As he watched and stared, paying more attention to her tits than her words as they effortlessly implanted themselves into his subconscious, his unease slowly faded away.
"Taylor?"
He looked up from his desk, and paperwork stuck to his face. At the door was a man in uniform, a rare sight in his department as standards had understandably slipped under the circumstances. Taylor saluted as best he could.
"Yes, Sir."
"Avery." He said, and returned it. "Intelligence."
The man seemed wired, as if strung far too tight. He seemed to be checking every corner, looking for something. He was suspicious, Taylor grinned, the way the military had used to be not so long ago. Somehow it was reassuring, even if it felt a bit awkward.
"How can I help you, Sir?"
"Taylor, I'm afraid I'm here with bad news. I'm not happy about it, but I'm here to fill you in. This is coming from the top down, nothing I can do about it. Senator Margrave has been insisting on greater Carer integration in the government, and that includes us. He's one of the most vocal advocates for greater cooperation, I'm sure you've seen him on the TV by now."
The name rang a bell in Taylor's mind, but was quickly drowned out by the announcement on the news that global warming had been reversed by a new Carer environmental initiative. Taylor's attention snapped back to Avery, hoping the officer hadn't noticed the lapse.
"I've been assigned here as part of a new initiative, the cryptology department is to have Carers integrating with it to help with the language barrier."
Taylor blinked. It threw any semblance of secrecy out the window - to have the presumed enemy sitting in your office helping you decrypt their own codes. It was plain on his face that Taylor hadn't known it was happening until then. Thinking back later on, though, Taylor realised he should have seen what was coming when they started renovating a military installation to accommodate massive, busty alien womens' bodies.
"Sorry, son. Nothing I can do about it."
It made sense, Taylor admitted to himself dully. Rather than trying to break their codes, something that was increasingly seeming quite futile, the goal was now merely to understand the Carer's written language and find a way to translate it. Very little pretence of caution remained surrounding the aliens, in any case, who had already within a year so easily ingratiated themselves with humanity.
"They're integrating with the intelligence branch now?" He asked, still processing it.
The man removed his cap and wiped his forehead, sitting in the chair opposite Taylor.
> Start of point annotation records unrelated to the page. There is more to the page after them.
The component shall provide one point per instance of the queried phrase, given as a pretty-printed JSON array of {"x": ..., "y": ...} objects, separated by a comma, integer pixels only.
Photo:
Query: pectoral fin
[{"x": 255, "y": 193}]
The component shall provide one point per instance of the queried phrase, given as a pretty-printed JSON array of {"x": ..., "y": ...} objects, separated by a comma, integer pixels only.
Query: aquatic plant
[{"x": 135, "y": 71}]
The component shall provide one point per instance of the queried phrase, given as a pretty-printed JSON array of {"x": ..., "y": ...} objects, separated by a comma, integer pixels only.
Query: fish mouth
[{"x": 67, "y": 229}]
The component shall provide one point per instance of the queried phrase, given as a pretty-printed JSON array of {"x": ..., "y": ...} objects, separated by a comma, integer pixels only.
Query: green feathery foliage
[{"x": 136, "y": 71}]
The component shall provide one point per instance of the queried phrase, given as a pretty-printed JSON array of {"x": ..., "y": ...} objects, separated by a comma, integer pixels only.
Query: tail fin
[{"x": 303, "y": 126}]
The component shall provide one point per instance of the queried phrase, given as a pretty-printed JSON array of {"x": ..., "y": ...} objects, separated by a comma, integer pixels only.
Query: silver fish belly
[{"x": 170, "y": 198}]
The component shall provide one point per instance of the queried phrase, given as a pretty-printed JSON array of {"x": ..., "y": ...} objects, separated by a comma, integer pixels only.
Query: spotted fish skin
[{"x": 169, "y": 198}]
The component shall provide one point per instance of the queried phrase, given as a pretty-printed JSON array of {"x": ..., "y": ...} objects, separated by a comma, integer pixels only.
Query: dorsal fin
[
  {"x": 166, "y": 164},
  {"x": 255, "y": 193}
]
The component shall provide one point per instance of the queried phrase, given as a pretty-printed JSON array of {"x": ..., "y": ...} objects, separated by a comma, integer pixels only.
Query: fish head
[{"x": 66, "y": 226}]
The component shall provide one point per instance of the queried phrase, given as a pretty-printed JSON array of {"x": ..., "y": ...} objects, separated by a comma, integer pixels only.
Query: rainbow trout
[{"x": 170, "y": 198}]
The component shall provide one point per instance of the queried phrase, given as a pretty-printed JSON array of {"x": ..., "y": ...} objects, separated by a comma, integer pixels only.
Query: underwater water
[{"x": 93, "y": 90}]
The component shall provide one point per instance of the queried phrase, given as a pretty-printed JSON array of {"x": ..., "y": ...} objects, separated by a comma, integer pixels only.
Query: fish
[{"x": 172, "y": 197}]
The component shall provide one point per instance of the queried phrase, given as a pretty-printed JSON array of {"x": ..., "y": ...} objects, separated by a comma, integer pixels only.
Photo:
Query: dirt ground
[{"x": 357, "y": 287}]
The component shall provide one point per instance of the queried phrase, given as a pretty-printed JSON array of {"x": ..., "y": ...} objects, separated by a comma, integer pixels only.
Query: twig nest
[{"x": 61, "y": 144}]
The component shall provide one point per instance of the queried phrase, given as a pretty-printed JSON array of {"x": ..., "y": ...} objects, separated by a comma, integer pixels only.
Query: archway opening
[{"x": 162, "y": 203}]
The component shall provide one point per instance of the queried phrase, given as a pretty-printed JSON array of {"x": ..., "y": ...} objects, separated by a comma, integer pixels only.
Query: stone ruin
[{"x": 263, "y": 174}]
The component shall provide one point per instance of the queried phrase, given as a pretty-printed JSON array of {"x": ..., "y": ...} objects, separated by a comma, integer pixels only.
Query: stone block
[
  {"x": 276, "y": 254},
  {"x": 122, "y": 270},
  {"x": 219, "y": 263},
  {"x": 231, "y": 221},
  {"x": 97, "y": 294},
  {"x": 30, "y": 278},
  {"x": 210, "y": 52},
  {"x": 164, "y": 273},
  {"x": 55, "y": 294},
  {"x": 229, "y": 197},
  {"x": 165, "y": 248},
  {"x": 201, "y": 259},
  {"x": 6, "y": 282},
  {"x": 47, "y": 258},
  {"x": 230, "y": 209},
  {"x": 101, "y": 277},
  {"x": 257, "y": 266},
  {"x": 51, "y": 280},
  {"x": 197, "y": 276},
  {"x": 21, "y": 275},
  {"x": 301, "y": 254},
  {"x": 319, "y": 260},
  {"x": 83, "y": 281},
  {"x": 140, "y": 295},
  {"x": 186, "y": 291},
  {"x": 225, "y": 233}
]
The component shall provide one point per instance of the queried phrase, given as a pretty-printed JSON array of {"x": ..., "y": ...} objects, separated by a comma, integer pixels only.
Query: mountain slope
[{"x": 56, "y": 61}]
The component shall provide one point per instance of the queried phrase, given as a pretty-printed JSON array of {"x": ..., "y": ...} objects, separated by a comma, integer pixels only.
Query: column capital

"Well, it doesn't seem like we'll be going to war any time soon. Their technology renders conflict almost antiquated as a concept. So brass reckons they might as well help us with the translation."
"Isn't it still decryption, Sir?" Taylor asked, though the word rang hollow when a foot away from him a massive-breasted alien was near to bursting out of a skimpy news anchor uniform, gladly informing them both passively of how successful their conquest-of-Earth-by-love had already been.
Lieutenant Avery was obviously not happy with the situation. It was undoubtedly emasculating to see the military which had been such a formative part of his life be rendered so obsolete. It made sense to Taylor to bring the Carers in on the project, at least, even if he saw the obvious conflict of interest.